The body's microbiome represents an actively regulated network of novel mechanisms that potentially underlie the etiology and pathophysiology of a wide range of diseases. For complex brain disorders ...such as schizophrenia, understanding the cellular and molecular pathways that intersect the bidirectional gut-brain axis is anticipated to lead to new methods of treatment. The means by which the microbiome might differ across neuropsychiatric and neurological disorders are not known. Brain disorders as diverse as schizophrenia, major depression, Parkinson's disease and multiple sclerosis appear to share a common pathology of an imbalanced community of commensal microbiota, often measured in terms of a leaky gut phenotype accompanied by low level systemic inflammation. While environmental factors associated with these disease states might contribute to intestinal pathologies, products from a perturbed microbiome may also directly promote specific signs, symptoms and etiologies of individual disorders.
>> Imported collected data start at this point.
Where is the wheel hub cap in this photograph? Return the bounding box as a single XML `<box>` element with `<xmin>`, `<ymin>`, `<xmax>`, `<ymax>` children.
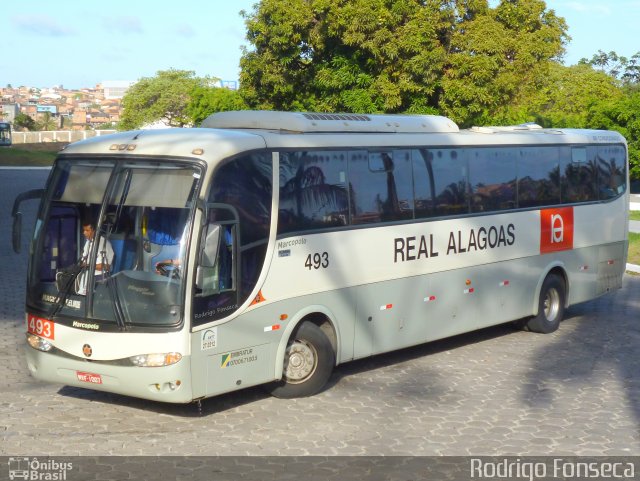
<box><xmin>284</xmin><ymin>340</ymin><xmax>317</xmax><ymax>383</ymax></box>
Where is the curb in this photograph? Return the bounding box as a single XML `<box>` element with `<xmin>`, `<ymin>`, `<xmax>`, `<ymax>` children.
<box><xmin>626</xmin><ymin>263</ymin><xmax>640</xmax><ymax>275</ymax></box>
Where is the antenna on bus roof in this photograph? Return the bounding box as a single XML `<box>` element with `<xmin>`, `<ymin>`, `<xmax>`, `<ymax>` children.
<box><xmin>200</xmin><ymin>110</ymin><xmax>459</xmax><ymax>134</ymax></box>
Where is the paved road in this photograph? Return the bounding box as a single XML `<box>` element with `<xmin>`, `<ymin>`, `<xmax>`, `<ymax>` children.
<box><xmin>1</xmin><ymin>169</ymin><xmax>640</xmax><ymax>456</ymax></box>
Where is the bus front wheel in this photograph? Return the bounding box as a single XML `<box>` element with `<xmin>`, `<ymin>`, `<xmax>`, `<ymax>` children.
<box><xmin>526</xmin><ymin>274</ymin><xmax>566</xmax><ymax>334</ymax></box>
<box><xmin>268</xmin><ymin>322</ymin><xmax>335</xmax><ymax>399</ymax></box>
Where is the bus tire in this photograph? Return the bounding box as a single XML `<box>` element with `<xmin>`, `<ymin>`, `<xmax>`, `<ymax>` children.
<box><xmin>526</xmin><ymin>274</ymin><xmax>566</xmax><ymax>334</ymax></box>
<box><xmin>267</xmin><ymin>322</ymin><xmax>335</xmax><ymax>399</ymax></box>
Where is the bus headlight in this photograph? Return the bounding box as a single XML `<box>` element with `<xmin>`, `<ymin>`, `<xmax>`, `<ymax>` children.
<box><xmin>26</xmin><ymin>333</ymin><xmax>53</xmax><ymax>352</ymax></box>
<box><xmin>129</xmin><ymin>352</ymin><xmax>182</xmax><ymax>367</ymax></box>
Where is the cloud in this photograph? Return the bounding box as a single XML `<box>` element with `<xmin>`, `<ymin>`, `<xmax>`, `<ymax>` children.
<box><xmin>174</xmin><ymin>24</ymin><xmax>196</xmax><ymax>38</ymax></box>
<box><xmin>102</xmin><ymin>16</ymin><xmax>144</xmax><ymax>34</ymax></box>
<box><xmin>12</xmin><ymin>14</ymin><xmax>75</xmax><ymax>36</ymax></box>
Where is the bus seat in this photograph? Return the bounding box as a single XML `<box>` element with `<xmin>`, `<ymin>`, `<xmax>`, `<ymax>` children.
<box><xmin>110</xmin><ymin>238</ymin><xmax>137</xmax><ymax>273</ymax></box>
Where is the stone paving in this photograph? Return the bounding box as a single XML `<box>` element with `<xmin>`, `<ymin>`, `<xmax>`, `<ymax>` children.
<box><xmin>1</xmin><ymin>169</ymin><xmax>640</xmax><ymax>457</ymax></box>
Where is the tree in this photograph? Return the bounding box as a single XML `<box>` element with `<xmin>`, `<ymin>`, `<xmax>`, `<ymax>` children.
<box><xmin>440</xmin><ymin>0</ymin><xmax>569</xmax><ymax>126</ymax></box>
<box><xmin>119</xmin><ymin>69</ymin><xmax>218</xmax><ymax>130</ymax></box>
<box><xmin>13</xmin><ymin>112</ymin><xmax>36</xmax><ymax>131</ymax></box>
<box><xmin>240</xmin><ymin>0</ymin><xmax>453</xmax><ymax>113</ymax></box>
<box><xmin>586</xmin><ymin>90</ymin><xmax>640</xmax><ymax>180</ymax></box>
<box><xmin>508</xmin><ymin>62</ymin><xmax>623</xmax><ymax>128</ymax></box>
<box><xmin>239</xmin><ymin>0</ymin><xmax>568</xmax><ymax>121</ymax></box>
<box><xmin>187</xmin><ymin>87</ymin><xmax>246</xmax><ymax>125</ymax></box>
<box><xmin>36</xmin><ymin>112</ymin><xmax>57</xmax><ymax>131</ymax></box>
<box><xmin>580</xmin><ymin>50</ymin><xmax>640</xmax><ymax>85</ymax></box>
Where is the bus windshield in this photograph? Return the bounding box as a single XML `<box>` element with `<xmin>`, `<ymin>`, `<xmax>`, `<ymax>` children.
<box><xmin>28</xmin><ymin>158</ymin><xmax>202</xmax><ymax>329</ymax></box>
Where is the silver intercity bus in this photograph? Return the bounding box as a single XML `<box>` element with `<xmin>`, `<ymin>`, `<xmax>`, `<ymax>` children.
<box><xmin>13</xmin><ymin>111</ymin><xmax>629</xmax><ymax>403</ymax></box>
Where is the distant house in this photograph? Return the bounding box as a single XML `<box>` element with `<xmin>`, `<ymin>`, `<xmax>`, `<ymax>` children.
<box><xmin>102</xmin><ymin>80</ymin><xmax>135</xmax><ymax>99</ymax></box>
<box><xmin>72</xmin><ymin>109</ymin><xmax>88</xmax><ymax>130</ymax></box>
<box><xmin>1</xmin><ymin>103</ymin><xmax>19</xmax><ymax>123</ymax></box>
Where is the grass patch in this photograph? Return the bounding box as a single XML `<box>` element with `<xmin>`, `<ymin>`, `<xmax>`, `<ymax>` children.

We hypothesize that in schizophrenia, it is the putatively unique susceptibility related to genes that modulate the immune system and the gut-brain pleiotropy of these genes which leads to a particularly neuropathological response when challenged by a microbiome in dysbiosis. Consequences from exposure to this dysbiosis may occur during pre- or post-natal time periods and thus may interfere with normal neurodevelopment in those who are genetically predisposed. Here, we review the evidence from the literature which supports the idea that the intersection of the microbiome and immune gene susceptibility in schizophrenia is relevant etiologically and for disease progression. Figuring prominently at both ends of the gut-brain axis and at points in between are proteins encoded by genes found in the major histocompatibility complex (MHC), including select MHC as well as non-MHC complement pathway genes.